Even though the game was originally released over 12 years ago, the world you're going to explore feels and looks as fresh on 3DS as any RPG made for the here and now. The character designs, from famed Dragon Ball artist Akira Toriyama, look timeless and burst with personality, and the move to 3D really makes the most of his talents. Whether you're gazing longingly at the King or admiring the elegant curves of the iconic Slimes, the variety and attention to detail are a constant delight.
All of this would just be so much meat in the butcher's window if it weren't for the real star of the game: the combat. When coming to a game series for the first time, the last thing you want is menu after menu, tutorial after tutorial, telling you how to swing a sword or throw a fireball. What you really want is that sweet spot of fulfilling combat paired with a coherent leveling system. Dragon Quest VIII is as accessible as they come, without ever sacrificing too much depth.

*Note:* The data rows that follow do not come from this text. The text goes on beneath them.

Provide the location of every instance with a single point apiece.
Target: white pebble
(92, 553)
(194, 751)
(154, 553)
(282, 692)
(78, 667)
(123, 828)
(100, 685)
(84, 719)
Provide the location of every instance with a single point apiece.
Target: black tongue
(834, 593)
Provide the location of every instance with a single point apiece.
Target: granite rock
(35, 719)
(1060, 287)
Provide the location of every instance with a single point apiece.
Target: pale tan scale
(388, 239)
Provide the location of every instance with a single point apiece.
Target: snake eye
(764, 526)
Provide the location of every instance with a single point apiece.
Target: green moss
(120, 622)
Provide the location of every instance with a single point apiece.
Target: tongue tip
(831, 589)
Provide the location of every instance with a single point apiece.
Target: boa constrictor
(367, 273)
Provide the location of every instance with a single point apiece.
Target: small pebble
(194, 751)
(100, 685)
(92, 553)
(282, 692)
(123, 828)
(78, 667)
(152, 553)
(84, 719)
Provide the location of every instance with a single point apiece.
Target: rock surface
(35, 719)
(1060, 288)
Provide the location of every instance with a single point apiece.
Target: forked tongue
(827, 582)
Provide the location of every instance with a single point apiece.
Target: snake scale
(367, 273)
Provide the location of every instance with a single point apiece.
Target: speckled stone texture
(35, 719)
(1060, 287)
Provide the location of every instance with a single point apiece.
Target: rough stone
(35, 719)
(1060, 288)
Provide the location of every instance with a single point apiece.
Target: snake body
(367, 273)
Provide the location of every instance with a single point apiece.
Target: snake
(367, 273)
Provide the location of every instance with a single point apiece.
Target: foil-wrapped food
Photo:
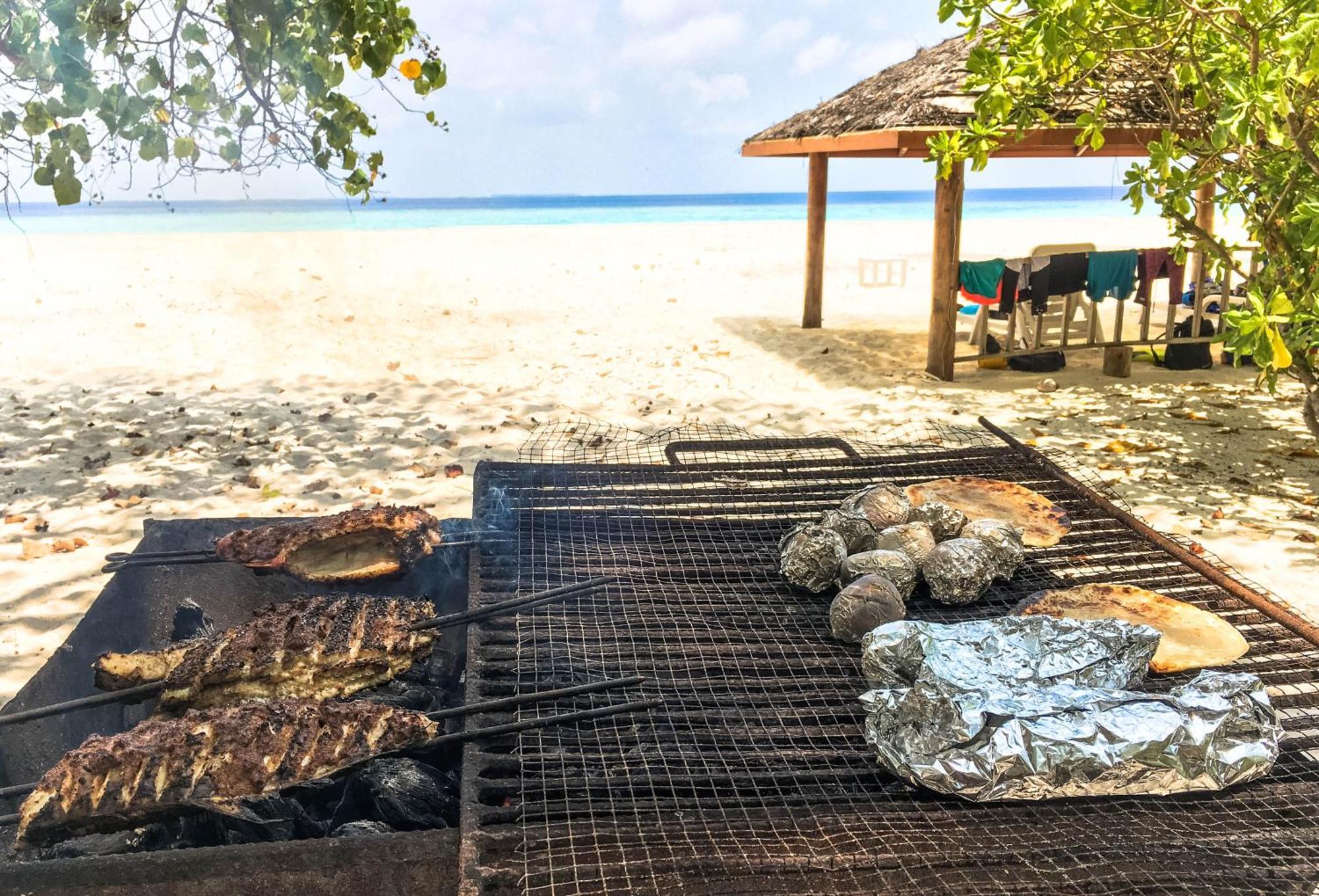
(913, 539)
(884, 505)
(1003, 709)
(811, 556)
(1004, 539)
(961, 570)
(855, 529)
(894, 566)
(945, 521)
(865, 605)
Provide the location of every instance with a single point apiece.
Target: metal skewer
(457, 712)
(150, 690)
(460, 737)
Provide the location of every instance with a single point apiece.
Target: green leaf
(68, 189)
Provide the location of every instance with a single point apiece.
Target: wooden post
(817, 198)
(944, 274)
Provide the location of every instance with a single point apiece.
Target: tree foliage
(193, 86)
(1234, 92)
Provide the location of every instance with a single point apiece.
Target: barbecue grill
(754, 777)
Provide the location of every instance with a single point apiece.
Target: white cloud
(718, 88)
(698, 38)
(876, 57)
(650, 11)
(784, 33)
(820, 53)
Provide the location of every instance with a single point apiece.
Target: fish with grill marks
(313, 647)
(353, 546)
(210, 757)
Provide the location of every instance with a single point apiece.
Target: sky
(639, 96)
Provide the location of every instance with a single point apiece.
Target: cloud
(820, 53)
(876, 57)
(650, 12)
(784, 33)
(693, 41)
(718, 88)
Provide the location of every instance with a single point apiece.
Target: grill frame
(497, 839)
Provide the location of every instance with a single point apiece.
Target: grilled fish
(210, 757)
(353, 546)
(313, 647)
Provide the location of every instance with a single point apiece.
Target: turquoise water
(396, 214)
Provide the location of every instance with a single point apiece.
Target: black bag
(1190, 356)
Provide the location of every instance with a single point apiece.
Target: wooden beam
(817, 198)
(1044, 142)
(944, 274)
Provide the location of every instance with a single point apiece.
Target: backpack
(1189, 356)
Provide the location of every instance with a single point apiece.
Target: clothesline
(1099, 274)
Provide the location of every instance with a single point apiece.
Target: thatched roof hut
(925, 92)
(894, 113)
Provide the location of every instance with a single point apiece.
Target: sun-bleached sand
(297, 373)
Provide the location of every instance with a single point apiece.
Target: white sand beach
(297, 373)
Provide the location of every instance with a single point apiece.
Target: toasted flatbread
(1041, 521)
(1192, 638)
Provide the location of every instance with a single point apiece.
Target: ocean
(246, 216)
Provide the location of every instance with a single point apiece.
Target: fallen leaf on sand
(1124, 447)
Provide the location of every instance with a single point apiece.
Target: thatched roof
(925, 91)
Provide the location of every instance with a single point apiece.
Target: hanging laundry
(1027, 280)
(1111, 273)
(1156, 264)
(1068, 273)
(981, 281)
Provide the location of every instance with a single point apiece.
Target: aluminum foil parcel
(1033, 708)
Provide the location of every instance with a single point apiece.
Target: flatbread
(1192, 638)
(1041, 521)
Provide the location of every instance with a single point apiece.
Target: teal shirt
(1111, 273)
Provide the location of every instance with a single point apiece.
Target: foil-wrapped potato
(944, 520)
(960, 571)
(865, 605)
(1004, 539)
(894, 566)
(913, 539)
(884, 505)
(811, 556)
(855, 529)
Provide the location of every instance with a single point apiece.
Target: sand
(280, 373)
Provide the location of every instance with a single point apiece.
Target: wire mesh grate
(754, 775)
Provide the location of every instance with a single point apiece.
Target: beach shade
(892, 115)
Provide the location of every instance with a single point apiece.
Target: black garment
(1069, 273)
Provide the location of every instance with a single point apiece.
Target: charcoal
(960, 571)
(855, 529)
(944, 520)
(884, 505)
(812, 556)
(407, 794)
(866, 604)
(191, 621)
(894, 566)
(915, 539)
(362, 829)
(402, 695)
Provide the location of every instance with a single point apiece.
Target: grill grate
(754, 777)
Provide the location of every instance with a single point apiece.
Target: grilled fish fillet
(353, 546)
(216, 756)
(313, 647)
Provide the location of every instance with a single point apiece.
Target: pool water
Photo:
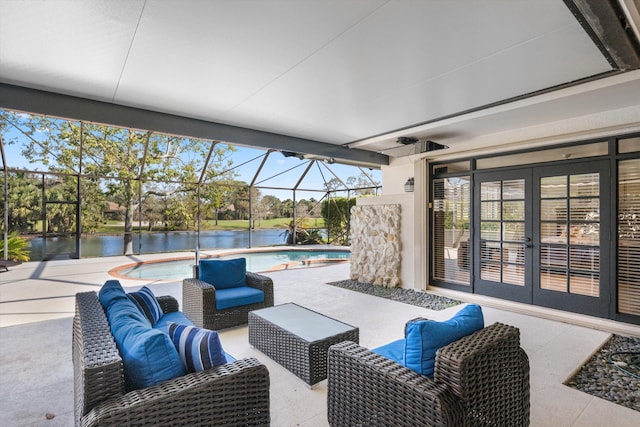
(256, 262)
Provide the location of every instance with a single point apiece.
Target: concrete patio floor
(37, 304)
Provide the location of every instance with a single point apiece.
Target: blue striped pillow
(199, 349)
(147, 303)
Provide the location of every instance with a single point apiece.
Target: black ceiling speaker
(407, 140)
(433, 146)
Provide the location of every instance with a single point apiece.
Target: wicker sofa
(194, 399)
(199, 302)
(479, 380)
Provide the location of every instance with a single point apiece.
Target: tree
(24, 207)
(128, 157)
(336, 214)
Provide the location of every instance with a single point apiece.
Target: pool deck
(37, 304)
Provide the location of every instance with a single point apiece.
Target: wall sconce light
(408, 186)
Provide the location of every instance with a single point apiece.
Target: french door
(503, 234)
(540, 234)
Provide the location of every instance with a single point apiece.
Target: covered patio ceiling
(343, 79)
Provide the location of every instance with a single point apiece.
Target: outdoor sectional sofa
(103, 396)
(480, 380)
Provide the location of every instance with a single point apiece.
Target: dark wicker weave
(235, 394)
(199, 302)
(307, 360)
(480, 380)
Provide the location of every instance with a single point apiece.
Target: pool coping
(115, 272)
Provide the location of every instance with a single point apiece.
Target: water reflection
(100, 246)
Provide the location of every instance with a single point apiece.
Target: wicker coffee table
(298, 338)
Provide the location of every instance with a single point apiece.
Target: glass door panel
(503, 221)
(567, 264)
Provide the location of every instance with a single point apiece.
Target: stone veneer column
(375, 244)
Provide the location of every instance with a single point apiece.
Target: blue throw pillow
(199, 349)
(147, 303)
(224, 273)
(424, 337)
(148, 355)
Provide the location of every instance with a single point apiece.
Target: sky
(278, 170)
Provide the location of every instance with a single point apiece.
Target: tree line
(97, 173)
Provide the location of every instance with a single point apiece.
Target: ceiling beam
(610, 29)
(71, 107)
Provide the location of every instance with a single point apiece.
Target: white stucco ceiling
(347, 72)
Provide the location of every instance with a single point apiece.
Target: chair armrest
(232, 394)
(198, 301)
(365, 388)
(264, 283)
(489, 373)
(168, 303)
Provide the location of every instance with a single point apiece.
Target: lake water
(100, 246)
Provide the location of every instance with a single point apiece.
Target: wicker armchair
(479, 380)
(199, 302)
(194, 399)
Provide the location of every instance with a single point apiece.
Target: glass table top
(302, 322)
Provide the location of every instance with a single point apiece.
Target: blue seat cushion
(147, 303)
(223, 273)
(173, 317)
(392, 351)
(424, 337)
(200, 349)
(235, 297)
(148, 355)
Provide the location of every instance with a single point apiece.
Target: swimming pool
(256, 262)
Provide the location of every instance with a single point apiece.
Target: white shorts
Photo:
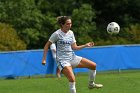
(74, 63)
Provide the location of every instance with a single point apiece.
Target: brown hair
(62, 19)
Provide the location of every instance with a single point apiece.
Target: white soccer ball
(113, 28)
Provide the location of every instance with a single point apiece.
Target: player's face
(67, 25)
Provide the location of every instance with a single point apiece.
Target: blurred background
(27, 24)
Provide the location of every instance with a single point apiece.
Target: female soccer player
(53, 51)
(66, 58)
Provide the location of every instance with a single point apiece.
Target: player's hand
(44, 62)
(90, 44)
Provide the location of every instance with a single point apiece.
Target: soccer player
(65, 56)
(53, 51)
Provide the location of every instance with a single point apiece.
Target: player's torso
(64, 49)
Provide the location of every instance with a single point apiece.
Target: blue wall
(28, 63)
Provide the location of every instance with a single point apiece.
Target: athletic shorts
(74, 63)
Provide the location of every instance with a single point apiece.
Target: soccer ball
(113, 28)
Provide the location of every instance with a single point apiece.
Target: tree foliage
(9, 40)
(35, 20)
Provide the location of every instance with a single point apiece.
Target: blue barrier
(28, 63)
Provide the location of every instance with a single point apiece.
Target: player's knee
(71, 79)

When you get into a bust-up with some burly beasts, you're going to find a combat system that doesn't require you to study the manual until your veins bulge from your forehead—or even resort to an online FAQ. While your basic attack is much like you'll find in almost any role-playing game, it's how you level up that will help change the course of battle.
After you pass level four, you unlock skill points used to increase your proficiency with different weapons. This can give you access to magic spells or more powerful attacks, called abilities.
The beauty of the system is that these abilities and spells are bound to the type of weapon that you choose. For example, you might have a big Dragon Slash move you can use when you're carrying a sword, but that won't mean a thing if you're walking about with a boomerang. Deciding what weapons will be suitable in any encounter adds the depth that fans of the genre look for, without leaving newcomers feeling like idiots. For someone like me who gets hives when he thinks about the classic job systems from other RPGs, this simplicity is very, very welcome.
It can be difficult to choose a starting point in any well-established series of games, but Dragon Quest VIII is a very easy recommendation. If you're an old hand at RPGs but fancy something new, you'll love how it doesn't take itself too seriously and avoids the tropes that have begun to weigh down the genre. And if you're new to RPGs in general, what an absolute treat you have in store.
Apparently the hardest part of any journey is the first step. But not if your best pal is a cockney warrior and you're riding on the back of a Princess horse. You dig?
Dragon Quest VIII: Journey of the Cursed King is out now for Nintendo 3DS.